私たちの通う板橋区立板橋第四小学校は昭和3年に開校し、94年の歴史をもつ学校です。 学区域は、板橋区の東部にあり、豊島区、北区に接しています。 国道17号線が通り、JR板橋駅、都営三田線新板橋駅、東武東上線下板橋駅の3つの駅が近く、交通にも便利な場所にあります。 このあたりは、江戸時代、板橋の宿として栄えた地域です。旧中山道沿いは、現在商店街となっています。そして、学校が建っているあたりは、以前加賀蕃の下屋敷があったそうです。 また、都心とのアクセスがよいことから開発が進み、大きなマンションの建設が進められるようになりました。 私たちの学校は、児童数約500人の17学級です。 板橋区立小学校では、唯一PTA推奨服のある学校です。

現在は、次のことに重点的に取り組んでいます。
1 最上位の目標
 「自分で考え、判断し、責任をもって行動する」自律心の育成を最上位に掲げ、児童の教育に取り組んでいます。すべては、この目標に立ち戻って考えています。「自分で考え」とは「私はこう思う」との自己決定力を身に付けられるようにしています。「判断し」とは単一ではなくいくつかある選択肢を考え、その中から最適なものを判断する自己判断力を高めています。「責任をもって」とはうまくいかなくても他人や環境のせいにしない、失敗から学べる児童を育てています。また、自分の行動が他に及ぼす影響を考える自己責任力を培っています。
 「過ぎたるは猶及ばざるが如し」と言われるように、「それが終わったら次はこれ」と大人が次から次へと指示を出し続けると児童は自分で考えなくなります。判断しなくなります。指示待ちになってしまいます。しかし、最初からすべてを自分でできるわけではないので、意図的・計画的に大人の指示を少なくして児童が自分で考え、判断できるようにしていきたいと考えています。

2 協育の推進
 複雑化・多様化した課題を、学校という狭い空間だけでは解決することが難しい時代になりました。協育の「協」の字は、3つの力が+と書きます。

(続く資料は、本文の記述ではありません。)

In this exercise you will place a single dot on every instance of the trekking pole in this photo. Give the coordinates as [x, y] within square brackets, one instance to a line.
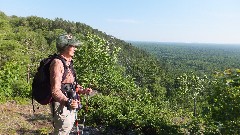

協育の3つの力は、家庭の教育力、地域の教育力、学校の教育力を指します。コミュニティ・スクール委員会や同窓会等のご支援をいただきながら、この3者の力が合わさって「自分で考え、判断し、責任をもって行動する子」に育てていきたいと考えています。児童を中心に据え、3つの円が限りなく1つの円に近づくような教育のよきトリオ「チーム板四」の構築をめざします。

3 準学年担任制の導入
 学級担任は配置しますが、学年で児童をみることを基本とします。特に、第3学年からは一部を段階的に教科担任制にし、児童や保護者からの相談は学級担任だけでなく、同学年の担任に直接相談することもできるようにしています。

4 読み解く力の育成
 令和3・4年度の「いたばしの教育ビジョン研究奨励校」の指定を受けました。板橋区の最重要課題である「読み解く力」を高めるためにチーム学習を取り入れ、主体的に学ぶ児童を育てる指導法について追究します。また、本時の学習を教科内・外の既習や未習事項とつなげたり、自分の生活や生き方とつなげたり、各教科の見方・考え方とつなげたりして「思考のバージョンアップ」を図ります。基礎的読解力と汎用的読解力を高め、その研究成果を令和5年1月20日(金)に発表します。